Done the way they're pitching it, it's going to be less likely.

The Government spends about $51 billion buying stuff each year - from tarmac for the roads to toilet paper for the Beehive.

Its goal is to have five percent of every government agency’s annual procurement spend going to Māori businesses. But both the businesses and the agencies need help gearing up, Jackson says.

“Achieving better economic outcomes by helping small to medium businesses be tender ready is a game changer in that regard. This is creating positive regional outcomes in other areas such as employment and training.”  

It’s not just Māori businesses that should benefit from the government’s changed priorities around procurement, although it’s here where the government’s thinking is most developed. Under  “broader outcomes” procurement rules “each agency must consider, and incorporate where appropriate, broader outcomes when purchasing goods, services or works".

"Broader outcomes are the secondary benefits that are generated from the procurement activity.

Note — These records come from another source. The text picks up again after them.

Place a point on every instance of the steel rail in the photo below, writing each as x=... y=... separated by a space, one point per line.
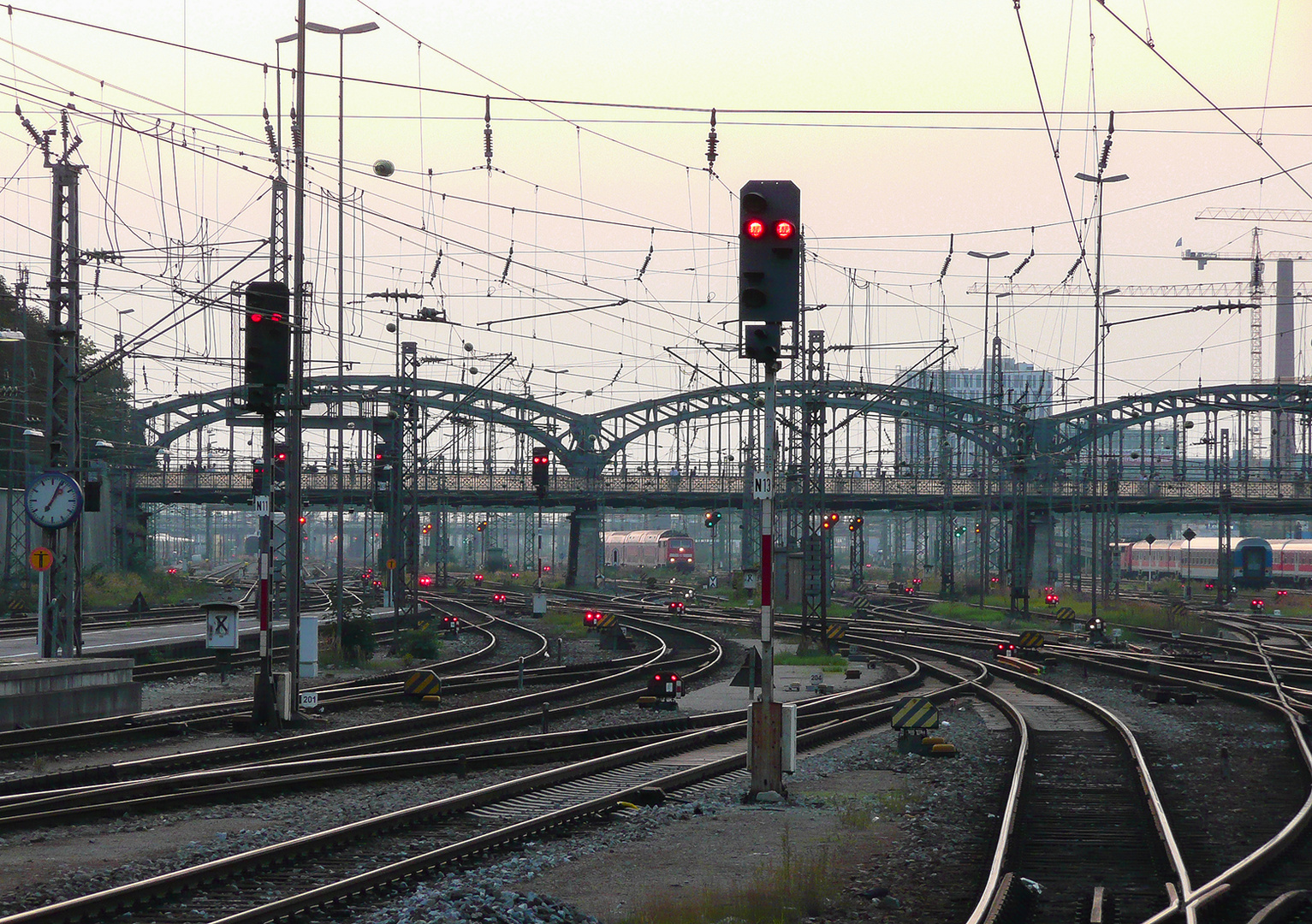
x=128 y=896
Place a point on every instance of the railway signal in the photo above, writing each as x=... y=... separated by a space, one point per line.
x=769 y=251
x=541 y=465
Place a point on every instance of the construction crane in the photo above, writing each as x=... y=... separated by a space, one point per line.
x=1257 y=286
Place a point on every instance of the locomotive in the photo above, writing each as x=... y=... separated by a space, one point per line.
x=650 y=548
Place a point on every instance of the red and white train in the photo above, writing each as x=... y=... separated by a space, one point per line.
x=1255 y=561
x=650 y=548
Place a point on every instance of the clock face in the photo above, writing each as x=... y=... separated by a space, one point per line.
x=54 y=500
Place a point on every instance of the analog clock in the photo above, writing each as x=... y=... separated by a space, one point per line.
x=54 y=500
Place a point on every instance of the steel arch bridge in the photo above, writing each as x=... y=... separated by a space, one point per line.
x=587 y=443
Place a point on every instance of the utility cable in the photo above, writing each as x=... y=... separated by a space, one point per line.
x=1206 y=98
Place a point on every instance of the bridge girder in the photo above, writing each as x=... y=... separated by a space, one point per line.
x=587 y=443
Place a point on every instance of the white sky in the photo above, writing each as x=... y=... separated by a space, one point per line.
x=901 y=123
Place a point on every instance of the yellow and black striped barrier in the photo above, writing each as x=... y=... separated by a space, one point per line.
x=425 y=684
x=1030 y=640
x=915 y=712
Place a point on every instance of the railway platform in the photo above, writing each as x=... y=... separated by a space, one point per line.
x=47 y=691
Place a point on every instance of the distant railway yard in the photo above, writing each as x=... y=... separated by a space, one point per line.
x=959 y=767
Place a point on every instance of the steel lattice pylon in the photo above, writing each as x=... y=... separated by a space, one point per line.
x=815 y=551
x=63 y=411
x=406 y=512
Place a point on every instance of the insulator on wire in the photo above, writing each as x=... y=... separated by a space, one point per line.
x=1073 y=268
x=651 y=249
x=509 y=258
x=947 y=260
x=711 y=142
x=1107 y=143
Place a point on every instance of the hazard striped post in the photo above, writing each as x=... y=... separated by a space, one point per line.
x=915 y=714
x=765 y=743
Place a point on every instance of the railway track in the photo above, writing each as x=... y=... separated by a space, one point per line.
x=329 y=869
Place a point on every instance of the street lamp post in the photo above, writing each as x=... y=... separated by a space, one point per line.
x=1097 y=361
x=984 y=463
x=341 y=296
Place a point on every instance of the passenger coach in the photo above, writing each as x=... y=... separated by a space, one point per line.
x=1250 y=560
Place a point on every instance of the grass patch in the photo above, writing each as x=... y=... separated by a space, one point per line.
x=419 y=643
x=785 y=891
x=812 y=658
x=1117 y=613
x=965 y=611
x=116 y=590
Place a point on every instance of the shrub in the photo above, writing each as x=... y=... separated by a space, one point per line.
x=420 y=643
x=357 y=638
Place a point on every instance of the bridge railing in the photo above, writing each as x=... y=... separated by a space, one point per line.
x=713 y=487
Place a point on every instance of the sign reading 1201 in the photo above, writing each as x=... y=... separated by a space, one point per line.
x=54 y=500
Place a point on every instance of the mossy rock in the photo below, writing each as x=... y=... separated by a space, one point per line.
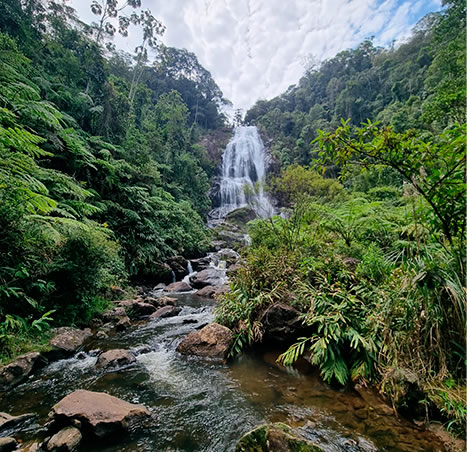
x=276 y=437
x=241 y=216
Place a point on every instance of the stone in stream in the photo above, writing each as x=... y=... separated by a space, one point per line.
x=98 y=413
x=212 y=341
x=208 y=277
x=179 y=266
x=67 y=341
x=276 y=437
x=15 y=372
x=66 y=440
x=201 y=264
x=7 y=444
x=137 y=307
x=115 y=358
x=180 y=286
x=12 y=424
x=166 y=311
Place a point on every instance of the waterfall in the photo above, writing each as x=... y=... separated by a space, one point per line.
x=242 y=175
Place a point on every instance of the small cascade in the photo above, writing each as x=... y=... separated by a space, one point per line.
x=242 y=175
x=189 y=268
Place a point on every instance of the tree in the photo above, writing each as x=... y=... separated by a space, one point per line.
x=435 y=169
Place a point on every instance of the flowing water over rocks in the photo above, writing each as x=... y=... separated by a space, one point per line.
x=204 y=405
x=242 y=174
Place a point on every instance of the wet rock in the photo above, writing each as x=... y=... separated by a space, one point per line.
x=67 y=341
x=98 y=413
x=208 y=277
x=281 y=322
x=9 y=425
x=207 y=292
x=179 y=266
x=201 y=264
x=101 y=335
x=233 y=269
x=66 y=440
x=157 y=272
x=211 y=291
x=137 y=308
x=241 y=216
x=167 y=301
x=212 y=341
x=30 y=447
x=276 y=437
x=15 y=372
x=166 y=311
x=180 y=286
x=7 y=444
x=115 y=358
x=228 y=255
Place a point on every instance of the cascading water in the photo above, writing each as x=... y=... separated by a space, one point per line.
x=242 y=175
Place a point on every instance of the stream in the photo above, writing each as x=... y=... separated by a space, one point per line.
x=201 y=405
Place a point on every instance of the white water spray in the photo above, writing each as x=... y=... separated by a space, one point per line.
x=243 y=174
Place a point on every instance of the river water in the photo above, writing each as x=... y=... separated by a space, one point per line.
x=201 y=405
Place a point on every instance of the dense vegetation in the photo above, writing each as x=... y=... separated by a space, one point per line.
x=374 y=260
x=100 y=176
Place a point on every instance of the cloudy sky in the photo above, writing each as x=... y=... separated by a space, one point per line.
x=256 y=49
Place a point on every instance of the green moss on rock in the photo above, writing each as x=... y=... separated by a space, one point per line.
x=276 y=437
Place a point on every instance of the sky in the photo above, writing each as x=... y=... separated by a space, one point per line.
x=256 y=49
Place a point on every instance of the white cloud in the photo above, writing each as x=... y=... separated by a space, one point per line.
x=255 y=48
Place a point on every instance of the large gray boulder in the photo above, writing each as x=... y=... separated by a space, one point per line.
x=208 y=277
x=97 y=413
x=276 y=437
x=179 y=266
x=15 y=372
x=7 y=444
x=66 y=440
x=213 y=341
x=180 y=286
x=115 y=358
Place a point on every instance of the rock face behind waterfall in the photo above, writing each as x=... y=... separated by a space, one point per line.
x=243 y=167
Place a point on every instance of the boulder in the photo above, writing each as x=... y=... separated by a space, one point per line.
x=281 y=323
x=212 y=341
x=10 y=425
x=98 y=413
x=15 y=372
x=207 y=292
x=115 y=358
x=166 y=301
x=166 y=311
x=137 y=308
x=66 y=440
x=118 y=317
x=157 y=272
x=201 y=264
x=241 y=216
x=276 y=437
x=179 y=266
x=7 y=444
x=67 y=341
x=208 y=277
x=180 y=286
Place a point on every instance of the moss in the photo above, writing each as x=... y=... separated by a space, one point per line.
x=273 y=437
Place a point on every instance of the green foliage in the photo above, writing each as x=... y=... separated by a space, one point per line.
x=435 y=170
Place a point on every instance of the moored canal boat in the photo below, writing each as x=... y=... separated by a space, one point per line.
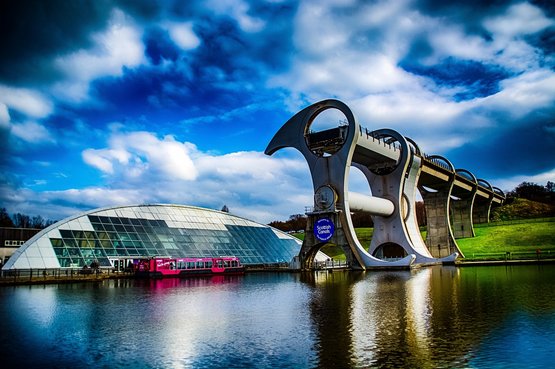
x=183 y=267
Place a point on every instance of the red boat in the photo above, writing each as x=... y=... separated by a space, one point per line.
x=181 y=267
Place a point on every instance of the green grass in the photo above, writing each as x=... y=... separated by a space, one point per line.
x=492 y=241
x=513 y=238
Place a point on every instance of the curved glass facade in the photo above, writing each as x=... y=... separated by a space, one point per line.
x=122 y=234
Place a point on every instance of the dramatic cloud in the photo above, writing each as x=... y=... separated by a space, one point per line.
x=199 y=88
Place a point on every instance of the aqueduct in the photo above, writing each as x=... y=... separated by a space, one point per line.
x=396 y=170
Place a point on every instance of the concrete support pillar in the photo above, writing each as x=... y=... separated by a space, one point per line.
x=461 y=215
x=481 y=210
x=439 y=238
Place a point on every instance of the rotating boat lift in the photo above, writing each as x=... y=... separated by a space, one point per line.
x=395 y=169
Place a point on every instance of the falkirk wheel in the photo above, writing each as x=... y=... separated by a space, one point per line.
x=395 y=169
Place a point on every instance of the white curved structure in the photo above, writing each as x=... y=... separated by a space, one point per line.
x=395 y=169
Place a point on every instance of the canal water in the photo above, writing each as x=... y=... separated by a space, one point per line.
x=436 y=317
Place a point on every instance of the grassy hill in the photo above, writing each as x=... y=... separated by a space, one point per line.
x=493 y=241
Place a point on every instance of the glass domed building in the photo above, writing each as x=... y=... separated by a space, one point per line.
x=117 y=236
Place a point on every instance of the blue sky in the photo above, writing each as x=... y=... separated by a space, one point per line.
x=105 y=103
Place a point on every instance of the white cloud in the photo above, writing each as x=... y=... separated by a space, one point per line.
x=183 y=35
x=140 y=153
x=32 y=132
x=524 y=94
x=120 y=45
x=156 y=169
x=26 y=101
x=519 y=20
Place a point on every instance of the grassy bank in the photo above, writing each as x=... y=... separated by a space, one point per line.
x=493 y=241
x=517 y=238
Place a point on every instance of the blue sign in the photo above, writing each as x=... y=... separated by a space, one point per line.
x=323 y=229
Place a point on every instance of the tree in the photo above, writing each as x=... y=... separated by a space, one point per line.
x=37 y=222
x=534 y=192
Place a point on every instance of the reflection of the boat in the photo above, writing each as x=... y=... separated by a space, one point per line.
x=200 y=281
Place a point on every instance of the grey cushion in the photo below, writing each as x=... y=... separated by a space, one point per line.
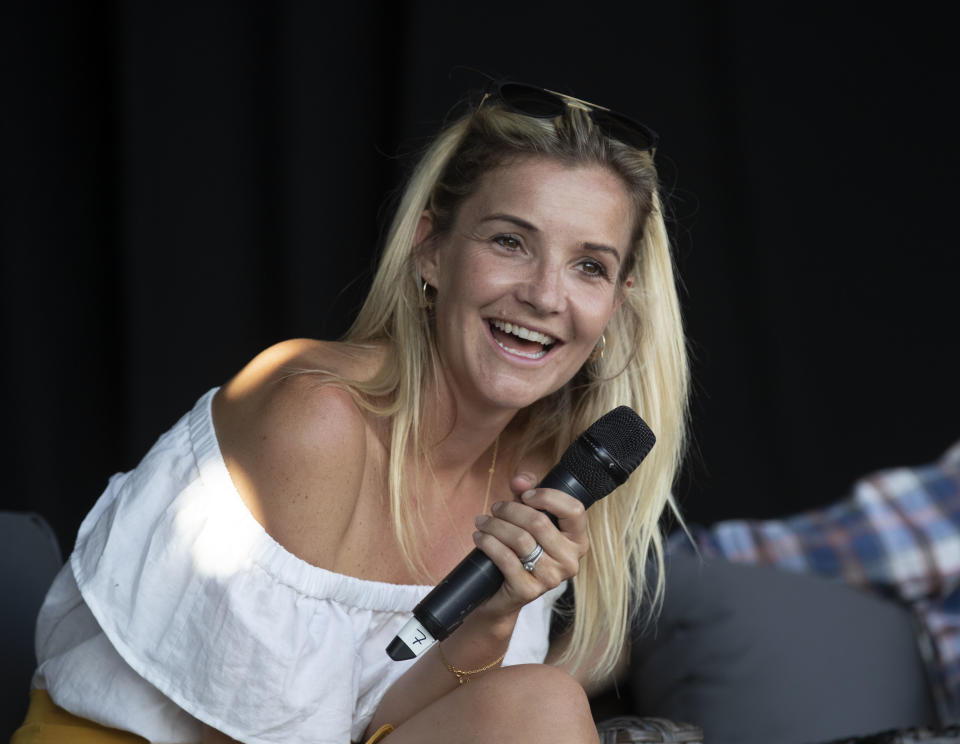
x=756 y=654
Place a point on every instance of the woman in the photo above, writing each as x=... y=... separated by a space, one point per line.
x=245 y=580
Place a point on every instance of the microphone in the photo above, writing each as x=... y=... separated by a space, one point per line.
x=598 y=461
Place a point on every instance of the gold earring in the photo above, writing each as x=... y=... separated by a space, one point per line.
x=425 y=301
x=597 y=354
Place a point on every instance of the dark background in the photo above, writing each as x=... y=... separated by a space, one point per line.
x=185 y=183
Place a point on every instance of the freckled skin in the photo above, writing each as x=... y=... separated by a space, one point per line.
x=539 y=244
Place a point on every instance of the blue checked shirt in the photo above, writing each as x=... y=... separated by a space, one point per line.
x=898 y=535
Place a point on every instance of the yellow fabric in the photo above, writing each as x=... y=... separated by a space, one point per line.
x=47 y=723
x=379 y=735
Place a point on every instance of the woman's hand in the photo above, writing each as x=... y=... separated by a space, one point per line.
x=517 y=527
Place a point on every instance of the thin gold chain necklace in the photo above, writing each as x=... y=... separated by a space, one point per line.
x=486 y=495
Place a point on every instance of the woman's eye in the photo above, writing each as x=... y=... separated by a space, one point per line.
x=593 y=268
x=507 y=241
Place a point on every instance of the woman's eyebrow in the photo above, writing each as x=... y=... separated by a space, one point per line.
x=505 y=217
x=520 y=222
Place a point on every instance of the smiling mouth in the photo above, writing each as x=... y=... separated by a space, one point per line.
x=521 y=341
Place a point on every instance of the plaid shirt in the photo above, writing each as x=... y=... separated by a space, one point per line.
x=898 y=535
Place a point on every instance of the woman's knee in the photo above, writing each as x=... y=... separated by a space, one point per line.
x=540 y=697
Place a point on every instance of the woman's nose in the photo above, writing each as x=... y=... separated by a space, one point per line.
x=542 y=288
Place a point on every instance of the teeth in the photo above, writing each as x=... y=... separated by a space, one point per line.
x=525 y=333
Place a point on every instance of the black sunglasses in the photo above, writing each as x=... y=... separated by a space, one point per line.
x=541 y=103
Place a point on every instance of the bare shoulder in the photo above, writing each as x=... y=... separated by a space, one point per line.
x=298 y=447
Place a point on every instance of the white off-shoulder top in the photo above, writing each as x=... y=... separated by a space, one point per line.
x=177 y=607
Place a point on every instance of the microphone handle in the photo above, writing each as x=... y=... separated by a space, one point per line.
x=475 y=579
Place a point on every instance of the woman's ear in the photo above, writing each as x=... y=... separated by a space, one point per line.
x=425 y=248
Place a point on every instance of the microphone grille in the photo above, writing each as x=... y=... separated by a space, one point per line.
x=624 y=435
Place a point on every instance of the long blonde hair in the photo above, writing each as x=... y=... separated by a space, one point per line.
x=644 y=364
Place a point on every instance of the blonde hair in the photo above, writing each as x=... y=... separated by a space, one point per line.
x=644 y=364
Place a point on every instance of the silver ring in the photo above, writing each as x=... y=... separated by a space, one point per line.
x=529 y=561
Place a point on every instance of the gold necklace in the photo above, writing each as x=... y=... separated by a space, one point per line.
x=493 y=466
x=486 y=495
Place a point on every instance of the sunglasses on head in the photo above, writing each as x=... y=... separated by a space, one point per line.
x=541 y=103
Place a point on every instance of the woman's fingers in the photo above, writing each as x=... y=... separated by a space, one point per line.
x=521 y=526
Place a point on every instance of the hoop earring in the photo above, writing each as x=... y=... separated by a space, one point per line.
x=425 y=301
x=597 y=354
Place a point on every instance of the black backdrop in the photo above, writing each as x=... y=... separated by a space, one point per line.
x=184 y=183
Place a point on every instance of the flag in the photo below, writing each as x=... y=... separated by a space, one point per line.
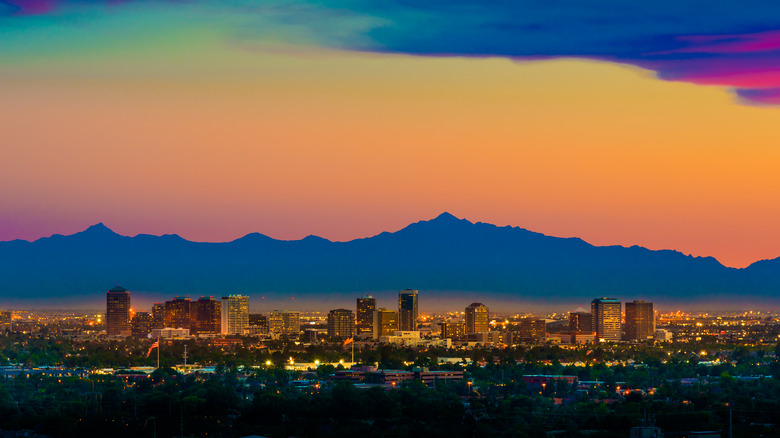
x=155 y=345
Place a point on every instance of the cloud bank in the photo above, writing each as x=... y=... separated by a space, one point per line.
x=722 y=43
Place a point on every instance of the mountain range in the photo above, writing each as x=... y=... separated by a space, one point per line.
x=446 y=258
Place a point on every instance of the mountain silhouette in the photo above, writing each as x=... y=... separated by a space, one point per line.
x=444 y=256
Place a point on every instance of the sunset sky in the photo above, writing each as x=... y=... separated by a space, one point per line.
x=614 y=121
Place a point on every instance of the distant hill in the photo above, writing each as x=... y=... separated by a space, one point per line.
x=445 y=258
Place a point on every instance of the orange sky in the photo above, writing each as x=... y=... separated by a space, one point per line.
x=218 y=143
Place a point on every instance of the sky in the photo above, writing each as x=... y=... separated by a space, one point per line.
x=618 y=122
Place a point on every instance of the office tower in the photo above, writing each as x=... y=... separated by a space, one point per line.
x=455 y=330
x=235 y=314
x=5 y=320
x=640 y=321
x=606 y=318
x=118 y=312
x=207 y=316
x=580 y=320
x=365 y=314
x=259 y=322
x=341 y=323
x=385 y=322
x=407 y=310
x=158 y=315
x=283 y=322
x=141 y=325
x=477 y=319
x=178 y=313
x=532 y=329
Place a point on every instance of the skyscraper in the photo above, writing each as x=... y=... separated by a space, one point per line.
x=178 y=313
x=365 y=314
x=532 y=329
x=158 y=315
x=385 y=322
x=455 y=330
x=580 y=320
x=606 y=318
x=141 y=325
x=283 y=322
x=341 y=323
x=235 y=314
x=259 y=322
x=477 y=318
x=640 y=321
x=118 y=312
x=407 y=310
x=5 y=320
x=207 y=316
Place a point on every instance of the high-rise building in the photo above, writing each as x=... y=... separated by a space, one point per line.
x=365 y=314
x=606 y=318
x=141 y=325
x=6 y=316
x=640 y=321
x=207 y=316
x=385 y=322
x=477 y=319
x=580 y=320
x=532 y=329
x=341 y=323
x=235 y=314
x=178 y=313
x=283 y=322
x=158 y=315
x=258 y=322
x=455 y=330
x=407 y=310
x=118 y=312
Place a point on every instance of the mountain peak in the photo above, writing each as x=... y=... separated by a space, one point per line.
x=98 y=230
x=446 y=217
x=98 y=227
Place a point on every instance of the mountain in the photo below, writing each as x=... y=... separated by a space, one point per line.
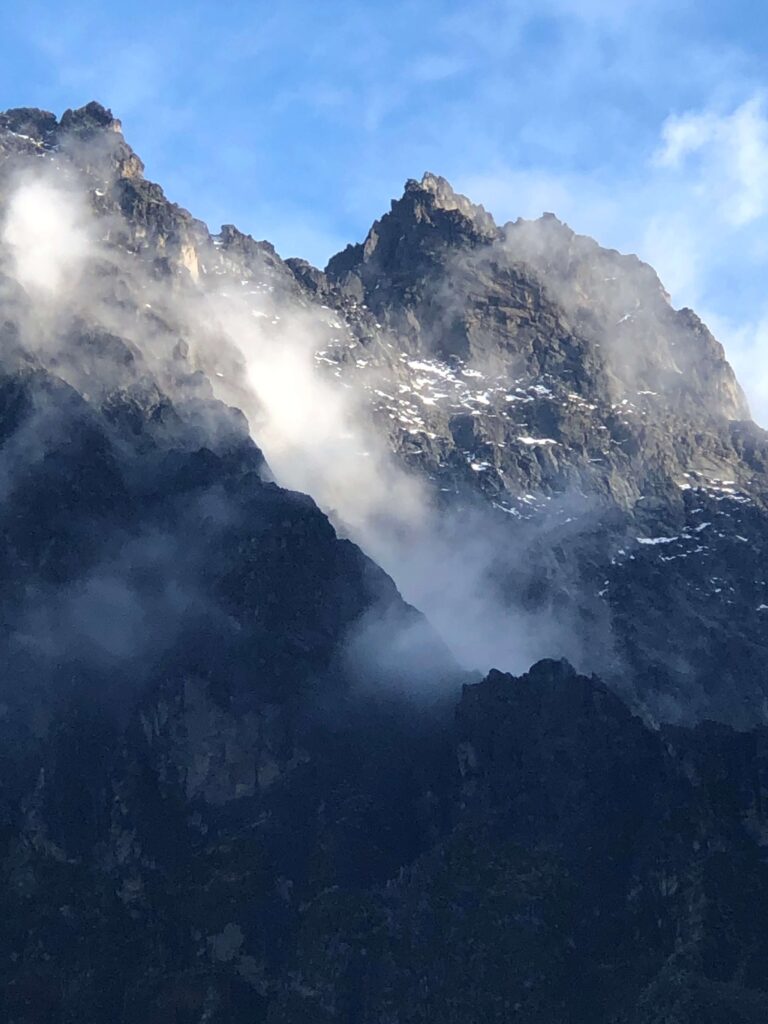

They can be environmental, social, economic or cultural benefits," the rules say.

However, as the new-ish head of government procurement Laurence Pidcock  told Newsroom in an interview earlier this year (see “The man trying to spend your $51 billion better"), the broader outcomes criteria in the rules are both strangely narrow and rather vague.

The better way of doing this is by keeping social investment separate from procurement. 

Run a very hard line government procurement process that only cares about value-for-money in a very strict sense. 

At the same time, run the social investment approach work in the way that Minister English envisioned it. If an organisation is able to deliver social ends because of the way that it's run, it should be able to pitch to government for payment for those outcomes - with rigorous evaluation to make sure that outcomes are delivered. 

If both are done properly, you could wind up with cases where the company delivering social ends is the one that wins government procurement contracts, potentially because it's also getting returns from a different part of government for those ends. 

And maybe, if you're really lucky, that's the same outcome as you get out of what the government's pitched. But it would just be coincidence. Why? There could be tons of other ways of delivering the desired social objective, and who knows whether bundling it into a procurement deal is the best way of doing it. If employment of the long-term unemployed is the desired outcome, government can't tell whether that's best done by putting a thumb on procurement scales to award contracts to companies that make a point of hiring from among the long-term unemployed, or through tons of other ways of doing that.

And heck, if employment in providing the kinds of things that government contracts for really is the best way of doing it, then the government's approach is far too limited - it restricts those firms to dealing with government, instead of paying for the outcome regardless of whether the company is contracting to government or to others.  

This government keeps picking less effective but more showy ways of trying to do stuff, while maintaining a terrible track record on delivering anything.